Las vicisitudes ocurridas hasta la fundación de la ciudad de Santa María de la Antigua, advocación mariana de gran arraigo en Sevilla, no hacen ahora al caso. Sólo importa su papel de líder indiscutible en el gobierno de ésta y su política de atracción de las tribus indígenas. Algo de lo que no cabe duda y que fue su gran aportación a su labor colonizadora. Fernández de Oviedo, no demasiado partidario del extremeño, tiene que reconocer este rasgo en su obra Historia Generaly Natural de las Indias.

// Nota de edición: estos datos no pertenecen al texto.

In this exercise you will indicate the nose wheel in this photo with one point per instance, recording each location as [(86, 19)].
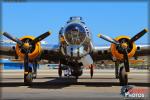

Hay que conocer la selva panameña, llena de manglares, tribus rebeldes y alimañas, para imaginar el viaje que, durante septiembre de 1513, emprendió Balboa acompañado de menos de doscientos hombres para cruzar el istmo y llegar al mar que le habían descrito los indios; para comprender la hazaña de haberlo hecho durante la estación de lluvias, en un periodo de poco más de quince días y sin perder un solo hombre. Cuando el día 25, aquellos españoles llegaron a los montes desde donde se divisa la bahía de San Miguel, se produjo el fin de una época y el comienzo de otra. La unión de Oriente con Occidente por mar era un hecho y la primera globalización estaba a la espera de las consecuencias de este primer contacto. Consecuencias que se dieron muy pronto y que hicieron por más de dos siglos del Pacífico «el gran lago español», gracias a las hazañas de un personaje que hace quinientos años, era por su ascendencia y formación, un reflejo de esa España, una y plural que, aún intacta, ha llegado hasta nosotros.

Enriqueta Vila Vilar, miembro de la Real Academia de la Historia.